Otherwise, this research confirms that the most usual formats in the Catalan net are html (71,69%), jpeg (7,09%), gif (2,45%) and pdf (1,32%), followed by other not so usual kinds. For the project’s leaders, the majority presence of such popular formats, which altogether comes to 82,5% of the whole existing formats in the Catalan web, allows to predict an encouraging future for the preservation of digital resources on the internet.
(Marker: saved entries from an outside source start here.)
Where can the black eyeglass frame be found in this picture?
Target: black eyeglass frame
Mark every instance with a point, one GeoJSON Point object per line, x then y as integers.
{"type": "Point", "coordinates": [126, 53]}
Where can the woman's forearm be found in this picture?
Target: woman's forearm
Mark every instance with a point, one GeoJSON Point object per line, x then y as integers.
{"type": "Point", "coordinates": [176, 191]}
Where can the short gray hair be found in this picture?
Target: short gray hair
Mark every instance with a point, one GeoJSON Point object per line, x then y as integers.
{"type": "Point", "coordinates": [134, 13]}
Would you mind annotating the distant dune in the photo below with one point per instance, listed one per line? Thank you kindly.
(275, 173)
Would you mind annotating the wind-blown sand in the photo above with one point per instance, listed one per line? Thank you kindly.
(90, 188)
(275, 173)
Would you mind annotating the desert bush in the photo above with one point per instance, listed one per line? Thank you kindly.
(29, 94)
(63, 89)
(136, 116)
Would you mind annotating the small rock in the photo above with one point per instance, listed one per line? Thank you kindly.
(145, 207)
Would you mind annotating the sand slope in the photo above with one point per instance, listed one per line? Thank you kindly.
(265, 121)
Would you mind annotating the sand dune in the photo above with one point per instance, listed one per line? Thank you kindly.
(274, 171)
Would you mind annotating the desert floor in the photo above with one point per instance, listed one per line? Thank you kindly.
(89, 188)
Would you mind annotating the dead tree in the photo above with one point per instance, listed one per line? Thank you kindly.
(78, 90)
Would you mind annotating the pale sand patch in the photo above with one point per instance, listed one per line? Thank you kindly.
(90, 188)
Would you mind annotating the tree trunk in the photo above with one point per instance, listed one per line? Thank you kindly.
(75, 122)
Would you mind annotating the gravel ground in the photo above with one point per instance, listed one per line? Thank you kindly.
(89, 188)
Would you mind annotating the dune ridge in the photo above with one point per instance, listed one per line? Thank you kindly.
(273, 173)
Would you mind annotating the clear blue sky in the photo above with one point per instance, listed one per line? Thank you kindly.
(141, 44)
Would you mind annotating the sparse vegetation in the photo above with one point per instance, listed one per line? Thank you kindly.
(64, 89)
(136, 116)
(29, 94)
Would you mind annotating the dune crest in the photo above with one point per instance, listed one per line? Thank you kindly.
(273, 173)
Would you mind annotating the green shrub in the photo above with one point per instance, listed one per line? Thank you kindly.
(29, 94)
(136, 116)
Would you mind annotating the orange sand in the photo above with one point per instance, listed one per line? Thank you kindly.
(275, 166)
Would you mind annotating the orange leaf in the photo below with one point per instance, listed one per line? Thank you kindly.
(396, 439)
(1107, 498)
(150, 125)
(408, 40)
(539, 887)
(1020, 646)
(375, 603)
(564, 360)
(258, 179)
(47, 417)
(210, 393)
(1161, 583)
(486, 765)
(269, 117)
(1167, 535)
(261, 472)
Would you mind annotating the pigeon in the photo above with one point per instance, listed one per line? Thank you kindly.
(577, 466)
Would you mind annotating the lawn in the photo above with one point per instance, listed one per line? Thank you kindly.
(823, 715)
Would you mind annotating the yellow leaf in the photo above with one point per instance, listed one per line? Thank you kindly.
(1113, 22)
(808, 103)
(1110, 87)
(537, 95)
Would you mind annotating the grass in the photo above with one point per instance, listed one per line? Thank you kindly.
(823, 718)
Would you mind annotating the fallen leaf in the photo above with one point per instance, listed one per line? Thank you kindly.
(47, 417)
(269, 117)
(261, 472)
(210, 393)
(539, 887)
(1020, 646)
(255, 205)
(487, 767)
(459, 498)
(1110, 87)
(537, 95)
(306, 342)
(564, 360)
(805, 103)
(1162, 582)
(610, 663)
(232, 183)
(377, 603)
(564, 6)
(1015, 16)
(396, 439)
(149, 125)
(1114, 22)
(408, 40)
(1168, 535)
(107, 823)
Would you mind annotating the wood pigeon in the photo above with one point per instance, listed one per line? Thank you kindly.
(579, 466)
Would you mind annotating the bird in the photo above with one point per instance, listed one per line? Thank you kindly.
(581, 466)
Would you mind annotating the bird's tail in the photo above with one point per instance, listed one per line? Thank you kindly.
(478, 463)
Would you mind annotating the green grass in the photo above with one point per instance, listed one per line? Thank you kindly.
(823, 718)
Format Files Volume (GB) % Files % Volume
text/html 24.429.679 592,45 71,69% 55,83%
image/jpg 2.416.055 123,81 7,09% 11,67%
image/gif 834.019 6,79 2,45% 0,64%
application/pdf 449.983 167,34 1,32% 15,77%
no-type 75.070 0,16 0,22% 0,02%
image/png 72.905 1,51 0,21% 0,14%
application/x-shockwave- flash 68.379 5,62 0,20% 0,53%
application/msword 42.150 5,31 0,12% 0,50%
text/plain 39.962 15,77 0,12% 1,49%
text/css 35.668 0,17 0,10% 0,02%
text/xml 35.583 0,46 0,10% 0,04%
application/x-javascript 23.882 0,18 0,07% 0,02%
image/pjpeg 14.514 0,38 0,04% 0,04%
audio/mpeg 10.319 41,1 0,03% 3,87%
application/atom+xml 10.264 0,05 0,03% 0,00%
image/bmp 10.202 2,23 0,03% 0,21%
audio/x-ms-wma 8.869 25,78 0,03% 2,43%
application/download 8.122 0,3 0,02% 0,03%
application/zip 5.730 11,49 0,02% 1,08%
application/xml 5.396 0,05 0,02% 0,00%
application/vnd.ms-excel 5.222 0,55 0,02% 0,05%

 

The Biblioteca de Catalunya, which participates in the International Internet Preservation Consortium along with 26 other institutions, aims, through the PADICAT project, to preserve Catalan websites and to guarantee their open and permanent access. The project enjoys the agreement of 287 institutions of all kinds.